Easiest Cactus Types to Take Care of
Cacti are low-maintenance, but which ones are the simplest to care for? If you’re a person who’s always on the go, or if your living space has limited access to sunlight, these succulents are easy to grow and maintain:
- Cereus: Cereus is a large family that consists of many cacti. There are various choices for each size and color preference, and one of the best for beginners is Cereus hildmannianus. Give the plant full sun and well-draining soil (it does not like to sit in water). Cereus is a special cactus because its flowers bloom at night.
- Opuntia microdasys: The bunny ear cactus requires soil that drains quickly. Its flower will only bloom if it is given “winter” temperatures in addition to “summer” heat. The plant’s bunny ears can soak up sunlight all day long and withstand temperatures as high as 100°F. Provide Opuntia microdasys with 45-55°F of fluorescent light to simulate colder months.

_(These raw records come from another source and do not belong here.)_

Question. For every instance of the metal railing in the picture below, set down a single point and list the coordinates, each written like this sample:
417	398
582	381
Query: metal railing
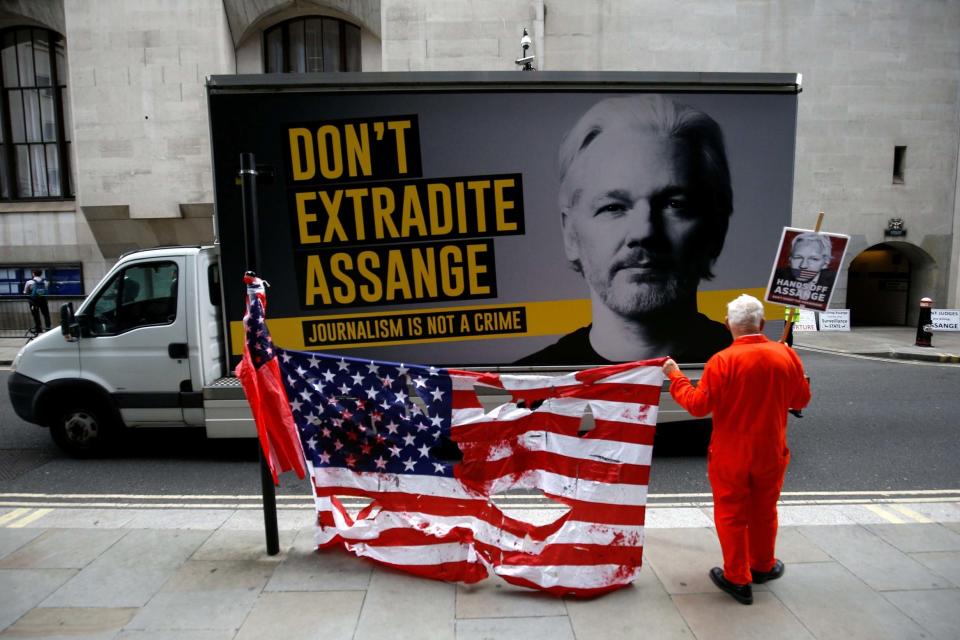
15	317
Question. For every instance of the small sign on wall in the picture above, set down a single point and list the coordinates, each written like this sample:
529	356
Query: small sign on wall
835	320
945	319
807	321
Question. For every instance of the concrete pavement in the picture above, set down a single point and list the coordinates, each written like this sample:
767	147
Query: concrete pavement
871	566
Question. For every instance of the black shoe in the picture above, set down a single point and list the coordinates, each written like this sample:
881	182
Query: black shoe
742	593
759	577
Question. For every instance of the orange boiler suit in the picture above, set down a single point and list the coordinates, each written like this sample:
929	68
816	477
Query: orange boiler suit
749	386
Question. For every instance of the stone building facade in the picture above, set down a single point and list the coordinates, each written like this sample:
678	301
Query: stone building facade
878	131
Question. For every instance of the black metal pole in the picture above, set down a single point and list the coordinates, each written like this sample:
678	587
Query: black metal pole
251	241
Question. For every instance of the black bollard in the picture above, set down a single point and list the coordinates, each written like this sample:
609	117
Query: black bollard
925	324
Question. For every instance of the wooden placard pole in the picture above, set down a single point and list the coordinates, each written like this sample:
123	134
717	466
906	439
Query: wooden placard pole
788	325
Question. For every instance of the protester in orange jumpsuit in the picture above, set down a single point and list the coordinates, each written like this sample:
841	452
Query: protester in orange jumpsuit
749	386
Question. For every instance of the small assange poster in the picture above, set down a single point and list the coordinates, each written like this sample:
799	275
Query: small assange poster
805	270
835	320
945	319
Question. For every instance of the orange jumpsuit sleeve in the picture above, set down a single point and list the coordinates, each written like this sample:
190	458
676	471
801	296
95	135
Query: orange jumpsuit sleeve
702	399
801	395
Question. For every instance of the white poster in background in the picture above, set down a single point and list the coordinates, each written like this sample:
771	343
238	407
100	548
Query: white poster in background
807	321
945	319
835	320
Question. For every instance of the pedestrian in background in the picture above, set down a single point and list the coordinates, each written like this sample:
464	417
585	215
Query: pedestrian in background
36	291
749	387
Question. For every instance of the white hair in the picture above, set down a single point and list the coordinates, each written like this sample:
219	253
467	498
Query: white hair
812	237
745	313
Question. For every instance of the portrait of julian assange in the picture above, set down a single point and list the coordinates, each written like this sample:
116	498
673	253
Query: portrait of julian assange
645	200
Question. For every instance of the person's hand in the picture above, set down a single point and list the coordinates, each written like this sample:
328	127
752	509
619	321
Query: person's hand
670	366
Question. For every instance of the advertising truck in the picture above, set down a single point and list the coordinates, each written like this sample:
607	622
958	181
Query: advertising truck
534	222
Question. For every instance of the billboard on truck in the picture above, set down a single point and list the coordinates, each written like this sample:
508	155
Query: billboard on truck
493	219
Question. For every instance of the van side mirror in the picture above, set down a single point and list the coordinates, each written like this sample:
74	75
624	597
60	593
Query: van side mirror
68	322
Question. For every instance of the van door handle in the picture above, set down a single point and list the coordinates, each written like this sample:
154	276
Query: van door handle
178	350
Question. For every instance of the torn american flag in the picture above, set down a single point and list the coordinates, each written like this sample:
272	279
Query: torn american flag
383	431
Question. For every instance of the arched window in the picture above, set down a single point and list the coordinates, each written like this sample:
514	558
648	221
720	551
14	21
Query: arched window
306	45
34	149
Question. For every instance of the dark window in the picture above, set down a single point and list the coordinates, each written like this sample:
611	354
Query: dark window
141	295
34	149
62	279
899	164
307	45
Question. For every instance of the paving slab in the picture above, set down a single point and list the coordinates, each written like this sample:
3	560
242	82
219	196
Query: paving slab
205	595
942	512
404	606
62	549
555	628
190	634
717	616
676	518
23	589
287	519
936	611
915	538
209	519
130	572
55	623
237	545
802	514
943	563
331	615
13	539
81	518
495	598
876	562
306	569
833	604
644	609
681	558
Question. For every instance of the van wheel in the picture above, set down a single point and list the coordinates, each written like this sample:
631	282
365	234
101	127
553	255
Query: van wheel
83	431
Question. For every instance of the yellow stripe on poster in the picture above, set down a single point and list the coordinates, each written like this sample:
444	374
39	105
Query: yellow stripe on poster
454	324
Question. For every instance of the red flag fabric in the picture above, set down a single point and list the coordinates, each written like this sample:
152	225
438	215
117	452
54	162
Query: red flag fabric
416	441
259	375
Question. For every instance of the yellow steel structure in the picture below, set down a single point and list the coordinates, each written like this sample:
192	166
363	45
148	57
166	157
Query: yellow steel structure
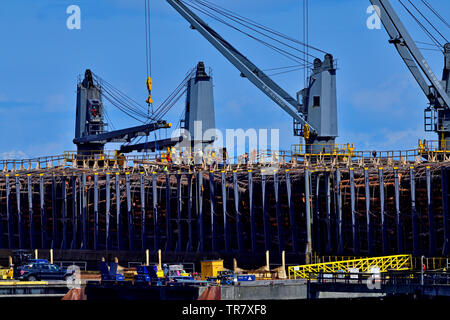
397	262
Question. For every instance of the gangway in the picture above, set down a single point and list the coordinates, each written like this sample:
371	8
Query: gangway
386	263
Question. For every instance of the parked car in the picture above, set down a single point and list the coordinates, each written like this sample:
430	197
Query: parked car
42	271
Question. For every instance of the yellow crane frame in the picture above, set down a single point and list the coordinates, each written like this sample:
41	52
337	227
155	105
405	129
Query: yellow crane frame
308	271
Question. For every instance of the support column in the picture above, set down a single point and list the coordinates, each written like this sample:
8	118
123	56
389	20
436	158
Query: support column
179	227
368	215
224	209
212	203
143	220
240	240
339	213
43	220
444	183
353	208
96	211
294	232
200	211
278	212
431	229
119	235
398	213
55	240
383	213
252	212
308	217
190	230
30	212
108	211
265	214
64	211
168	213
415	233
9	215
155	213
328	208
129	213
84	212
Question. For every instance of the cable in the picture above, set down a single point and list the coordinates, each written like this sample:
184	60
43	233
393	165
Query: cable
421	25
281	51
253	29
443	37
258	25
435	12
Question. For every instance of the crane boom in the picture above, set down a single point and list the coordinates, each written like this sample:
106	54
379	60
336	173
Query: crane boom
410	53
245	66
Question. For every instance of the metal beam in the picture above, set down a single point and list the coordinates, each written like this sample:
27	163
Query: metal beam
354	213
398	212
415	234
212	200
84	212
19	214
368	214
294	233
179	217
431	229
240	240
64	212
252	212
129	213
308	251
108	211
278	212
96	211
200	211
226	230
265	213
316	221
42	207
328	208
168	215
156	244
9	215
444	183
384	239
143	220
339	213
119	235
190	227
54	242
30	212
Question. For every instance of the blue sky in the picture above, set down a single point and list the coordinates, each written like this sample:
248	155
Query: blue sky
379	104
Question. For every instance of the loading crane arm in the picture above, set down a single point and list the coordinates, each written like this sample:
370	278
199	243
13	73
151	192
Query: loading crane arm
246	67
411	55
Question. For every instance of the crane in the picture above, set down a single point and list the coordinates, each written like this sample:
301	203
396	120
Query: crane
315	117
437	114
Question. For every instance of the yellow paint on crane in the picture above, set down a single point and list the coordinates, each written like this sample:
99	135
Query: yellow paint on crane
386	263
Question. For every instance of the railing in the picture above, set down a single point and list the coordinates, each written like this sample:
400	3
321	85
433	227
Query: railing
396	262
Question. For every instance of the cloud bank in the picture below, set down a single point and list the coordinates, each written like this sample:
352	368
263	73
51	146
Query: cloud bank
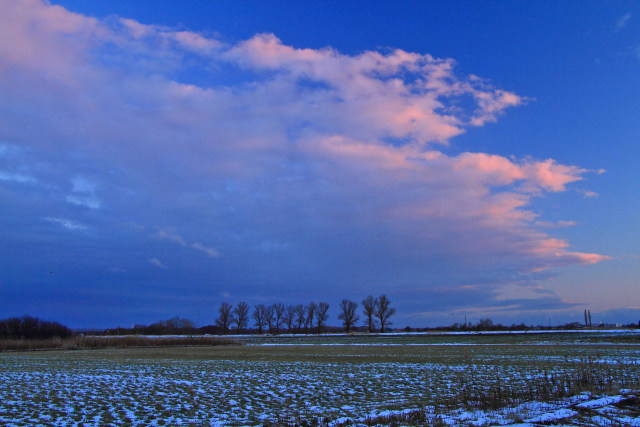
301	166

- Ferocactus: Who said beauty couldn’t be dangerous? Featuring long, hooked spines, this succulent is like a “Beware of Dog” sign for plant-lovers. It typically grows to about 6 inches, and, similar to the previous cacti, it needs fast-draining soil. Water the plant when you first pot it to cement it into the dirt. Add more water only if it is dry for long periods.
- Mammillaria: This plant is known as the feather cactus because it is covered in what appear to be white, fluffy feathers. They are vast rows of spines, causing the cactus to look as if it were covered in cobwebs. The flowers that blossom can be white or dull pink, depending on the month. Mammillaria does well with normal cactus potting soil. You can fertilize Mammillaria during the growing season for maximum results. For this cactus, the growing season is mid-to-late summer.
Final Thoughts – Types of Cactus
Cacti are succulents, but they do a lot more than store water. They are defensive, adaptable, and capable of producing beautiful flowers. Each type of cactus plant has its own unique traits! From it be the color of its spines or the shape of its body, they’re all one of a kind. Whichever cactus you choose, it’ll stick around for a long time!